Keywords

1 Introduction

Password-based authentication is the most common mechanism for online authentication. It relies on one factor: ‘something-you-know’, and requests that the legitimate user proves knowledge of a username and a password. The whole security of the method rests, however, on the password, which must be kept secret and be chosen strong i.e., unpredictable. Unfortunately, this is rarely happening.

Security research has extensively commented on the poor quality of people’s choices regarding passwords (e.g., see [2, 7, 10, 11]). The problem is subtle. According to [9], people do have certain critical misunderstandings about what makes a password strong and are unaware of the complete attack surface, but their intuitions about what a secure password should look like are usually in line with password-cracking approaches. Despite that, their passwords are commonly short, built from predictable words and phrases which also tend to be semantically related, and are also often reused across different accounts. Regrettably, poor password management practices are also very common, which worsens the situation.

Weak passwords are particularly problematic. Hackers can easily guess them or they can steal password files, a common attack as recent news on the breaches at RedditFootnote 1, TwitterFootnote 2 and Yahoo!Footnote 3 prove. Although login servers protectively store only the hash of the passwords, poorly chosen passwords are retrievable by off-line dictionary attacks. Attacks on password files are generally a preparation for further intrusions that take advantage of people’s reuse of passwords.
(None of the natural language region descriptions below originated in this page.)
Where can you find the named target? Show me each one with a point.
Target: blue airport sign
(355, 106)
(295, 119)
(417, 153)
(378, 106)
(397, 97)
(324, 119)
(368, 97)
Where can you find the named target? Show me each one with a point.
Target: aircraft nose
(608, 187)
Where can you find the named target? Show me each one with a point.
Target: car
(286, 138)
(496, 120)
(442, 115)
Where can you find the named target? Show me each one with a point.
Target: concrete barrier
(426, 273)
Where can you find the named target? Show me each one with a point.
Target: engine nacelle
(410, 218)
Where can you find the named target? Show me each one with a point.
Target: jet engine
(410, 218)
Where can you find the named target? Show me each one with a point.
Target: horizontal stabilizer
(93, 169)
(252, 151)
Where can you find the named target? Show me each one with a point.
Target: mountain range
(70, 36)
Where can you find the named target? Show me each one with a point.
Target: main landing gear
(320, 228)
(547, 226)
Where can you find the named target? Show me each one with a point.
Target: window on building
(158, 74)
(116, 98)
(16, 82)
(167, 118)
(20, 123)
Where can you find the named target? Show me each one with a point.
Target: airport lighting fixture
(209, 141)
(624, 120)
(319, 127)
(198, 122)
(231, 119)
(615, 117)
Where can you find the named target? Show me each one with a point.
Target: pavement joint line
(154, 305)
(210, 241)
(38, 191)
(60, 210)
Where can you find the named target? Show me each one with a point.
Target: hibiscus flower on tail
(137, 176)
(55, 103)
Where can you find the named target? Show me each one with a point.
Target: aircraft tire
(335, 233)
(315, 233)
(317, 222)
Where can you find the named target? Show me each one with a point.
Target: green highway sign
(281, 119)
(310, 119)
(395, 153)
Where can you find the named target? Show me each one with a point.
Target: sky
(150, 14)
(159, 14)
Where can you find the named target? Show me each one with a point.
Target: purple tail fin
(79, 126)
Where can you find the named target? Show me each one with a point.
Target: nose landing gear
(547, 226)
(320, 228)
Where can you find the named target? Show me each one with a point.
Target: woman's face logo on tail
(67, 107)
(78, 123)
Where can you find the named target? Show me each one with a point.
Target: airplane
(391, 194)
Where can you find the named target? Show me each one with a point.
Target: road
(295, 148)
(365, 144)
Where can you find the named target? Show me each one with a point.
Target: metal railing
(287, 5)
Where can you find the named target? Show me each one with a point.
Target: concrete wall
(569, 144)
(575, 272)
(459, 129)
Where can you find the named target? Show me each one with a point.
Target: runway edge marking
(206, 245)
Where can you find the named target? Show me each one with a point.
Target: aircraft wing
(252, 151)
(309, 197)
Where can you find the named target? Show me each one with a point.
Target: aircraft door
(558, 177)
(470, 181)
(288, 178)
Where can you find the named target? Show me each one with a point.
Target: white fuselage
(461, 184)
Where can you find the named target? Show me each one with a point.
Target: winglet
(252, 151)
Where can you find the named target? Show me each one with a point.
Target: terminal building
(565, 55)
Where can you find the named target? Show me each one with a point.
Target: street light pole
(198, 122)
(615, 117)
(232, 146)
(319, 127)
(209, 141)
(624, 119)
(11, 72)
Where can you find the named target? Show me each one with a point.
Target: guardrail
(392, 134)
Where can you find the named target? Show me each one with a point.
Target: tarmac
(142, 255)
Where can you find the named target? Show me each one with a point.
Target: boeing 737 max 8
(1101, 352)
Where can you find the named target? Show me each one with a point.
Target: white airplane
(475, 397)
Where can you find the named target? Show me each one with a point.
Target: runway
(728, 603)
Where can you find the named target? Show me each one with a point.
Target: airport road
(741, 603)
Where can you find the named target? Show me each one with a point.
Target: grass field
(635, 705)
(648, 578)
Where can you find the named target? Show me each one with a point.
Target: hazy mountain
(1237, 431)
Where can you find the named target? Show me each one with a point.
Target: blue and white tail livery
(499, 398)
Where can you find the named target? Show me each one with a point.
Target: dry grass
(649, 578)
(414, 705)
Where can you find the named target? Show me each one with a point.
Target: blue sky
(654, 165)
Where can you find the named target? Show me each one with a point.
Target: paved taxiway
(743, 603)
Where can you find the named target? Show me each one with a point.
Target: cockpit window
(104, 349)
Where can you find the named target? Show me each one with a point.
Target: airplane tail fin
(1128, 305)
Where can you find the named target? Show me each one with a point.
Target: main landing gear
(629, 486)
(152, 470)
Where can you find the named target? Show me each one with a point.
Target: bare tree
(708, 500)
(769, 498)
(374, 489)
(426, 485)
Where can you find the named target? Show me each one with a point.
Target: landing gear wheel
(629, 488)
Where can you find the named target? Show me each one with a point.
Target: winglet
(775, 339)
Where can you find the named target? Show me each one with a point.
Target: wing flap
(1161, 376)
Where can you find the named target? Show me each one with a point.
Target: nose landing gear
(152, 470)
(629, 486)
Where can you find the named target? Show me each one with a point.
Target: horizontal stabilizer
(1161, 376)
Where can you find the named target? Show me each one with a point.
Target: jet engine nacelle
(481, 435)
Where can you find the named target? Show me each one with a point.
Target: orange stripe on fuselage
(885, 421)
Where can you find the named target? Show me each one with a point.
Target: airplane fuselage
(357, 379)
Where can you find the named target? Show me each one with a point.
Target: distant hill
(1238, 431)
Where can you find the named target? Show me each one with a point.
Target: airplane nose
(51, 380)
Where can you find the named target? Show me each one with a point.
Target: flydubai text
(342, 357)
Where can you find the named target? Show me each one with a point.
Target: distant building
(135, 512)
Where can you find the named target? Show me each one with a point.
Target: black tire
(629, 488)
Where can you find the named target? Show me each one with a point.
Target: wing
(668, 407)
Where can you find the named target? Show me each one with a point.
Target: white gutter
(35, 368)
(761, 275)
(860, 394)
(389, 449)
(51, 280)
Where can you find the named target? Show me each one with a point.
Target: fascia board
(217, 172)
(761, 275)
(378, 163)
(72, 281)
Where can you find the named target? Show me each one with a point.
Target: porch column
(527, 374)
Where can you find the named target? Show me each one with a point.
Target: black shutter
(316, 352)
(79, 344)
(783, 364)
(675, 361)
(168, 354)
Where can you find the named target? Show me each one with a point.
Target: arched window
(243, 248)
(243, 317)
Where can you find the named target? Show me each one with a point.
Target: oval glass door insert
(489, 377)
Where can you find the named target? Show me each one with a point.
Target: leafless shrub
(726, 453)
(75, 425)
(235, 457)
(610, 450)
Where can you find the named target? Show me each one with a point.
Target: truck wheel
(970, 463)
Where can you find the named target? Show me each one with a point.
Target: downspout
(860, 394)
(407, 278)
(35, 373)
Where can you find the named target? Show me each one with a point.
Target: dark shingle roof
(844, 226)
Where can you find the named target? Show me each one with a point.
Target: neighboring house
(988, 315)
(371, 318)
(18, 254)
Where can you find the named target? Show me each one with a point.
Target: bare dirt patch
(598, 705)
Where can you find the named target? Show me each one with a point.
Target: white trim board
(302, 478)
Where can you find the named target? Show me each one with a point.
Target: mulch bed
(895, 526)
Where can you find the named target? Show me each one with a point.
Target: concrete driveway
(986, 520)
This discussion raises an obvious research question: if we accept that users choose weak passwords, how can we guarantee that password-based authentication is secure i.e., that it works with unpredictable identity tokens and with password files resilient to off-line dictionary attacks? And, if a solution exists, how can it be achieved without imposing too much burden on users? The goal of this short paper is to answer these questions, to propose a possible solution, and to discuss its security.

1.1 Scope of the Work

There might be several different ways to approach the above research questions and to find answers. Many researchers opt for supporting authentication without passwords (e.g., see [8]); we are not interested in solutions of this kind since we intend to remain within the context of password-based authentication.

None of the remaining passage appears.